Social Democrats turn left again for voters
28 October 2007, Hamburg (dpa) - Germany's Social Democratic Party (SPD), the junior partner in the coalition government, recommitted itself to "democratic socialism" Sunday in winding up a watershed congress aimed at reviving the party's fortunes ahead of the 2009 elections. The 144-year-old party approved a new basic party programme for only the third time since World War II, reasserting core social democratic values at the end of a three-day congress in Hamburg that saw a distinct turn to the left. "The
28 October 2007
Hamburg (dpa) - Germany's Social Democratic Party (SPD), the junior partner in the coalition government, recommitted itself to "democratic socialism" Sunday in winding up a watershed congress aimed at reviving the party's fortunes ahead of the 2009 elections.

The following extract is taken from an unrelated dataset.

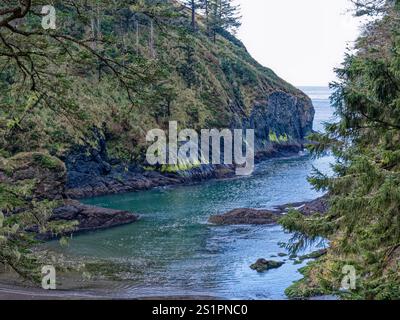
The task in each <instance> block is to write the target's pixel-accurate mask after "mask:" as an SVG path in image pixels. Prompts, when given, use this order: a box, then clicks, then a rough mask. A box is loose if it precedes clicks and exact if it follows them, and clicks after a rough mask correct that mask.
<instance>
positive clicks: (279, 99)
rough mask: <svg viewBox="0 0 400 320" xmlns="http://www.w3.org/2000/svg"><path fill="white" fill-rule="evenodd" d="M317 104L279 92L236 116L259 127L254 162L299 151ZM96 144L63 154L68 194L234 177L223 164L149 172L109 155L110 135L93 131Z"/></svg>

The 144-year-old party approved a new basic party programme for only the third time since World War II, reasserting core social democratic values at the end of a three-day congress in Hamburg that saw a distinct turn to the left.
"There is no humanity when our actions are not guided by solidarity," party chairman Kurt Beck told more than 500 delegates gathered in Hamburg on the final day of the congress. The programme received near-unanimous support.
A poll published Sunday in the mass-circulation Bild newspaper showed that 47 percent of Germans believed the SPD had shifted to the left, with 38 per cent taking the opposite view. Within the SPD itself, 49 percent saw their party as having moved left.
But political observers were near unanimous in discerning a move to the left.
Beck, the main author of the shift, was confirmed in office Friday with the support of more than 95 per cent of the delegates, scoring even more than he did on his election last year.
The party's revised course did not mean a break with the past but rather an attempt to "answer the questions of today and the challenges of tomorrow," Beck said.
Christian Democrat (CDU) Chancellor Angela Merkel criticized the shift in her coalition partner as a "reversion to socialism."
CDU general secretary, Ronald Pofalla, accused the SPD of abandoning the "policies of the centre" of Gerhard Schroeder, SPD chancellor from 1998 to 2005.
The party's new "Hamburg Programme" - updating the 1989 Berlin Programme - contains several references to the term "democratic socialism," which has been controversial within the party over recent years.
During the congress, the SPD voted to roll back some of the harsher aspects of the market reforms implemented under Schroeder four years ago.
Delegates decided in favour of paying unemployment benefit at the full rate to older claimants for longer than previously, easing the transition to retirement at 67 for manual workers and paying child support to the age of 27, rather than 25.
Beck pushed through the changes in a bitter battle carried out through the media in the weeks ahead of the conference with SPD heavyweight Franz Muentefering, labour minister and vice-chancellor, and a champion of the Schroeder reforms.
The party congress nevertheless backed a plan supported by SPD cabinet ministers to part-privatize the national rail company Deutsche Bahn, although with strong reservations.
The congress also backed imposing a speed limit of 130 kilometres an hour on German motorways - on some stretches of which there is no limit - largely with the aim of reducing carbon dioxide emissions.
Motor industry president Matthias Wissmann described the vote as "of little ecological use and purely symbolic."
While the proposal to extend unemployment benefits for those older than 50 is to receive serious consideration from the Merkel cabinet, most of the other decisions will have little immediate impact on government.
But the votes have strengthened the hand within the party of Beck, who was celebrated over the weekend in Hamburg as "King Kurt." On current performance he is set to be the party's champion to challenge Merkel in the 2009 elections.
There was even an endorsement from party veteran Schroeder for easing some aspects of the market-oriented reform policies pushed through four years ago under his chancellorship.
Schroeder called for unity in the party after weeks of infighting over a proposal from SPD chairman Kurt Beck to extend unemployment benefit payments for older claimants.
The "Agenda 2010" reforms agreed in 2003 and implemented under his leadership in the face of opposition from the left of the party should be subject to change and development, Schroeder said.
"They were an instrument, not the goal."
Schroeder also hit out at Chancellor Angela Merkel's conservative Christian alliance (CDU/CSU) for laying claim to the success of the reforms.
"You are the original. They are plagiarists," he said to applause from the party faithful.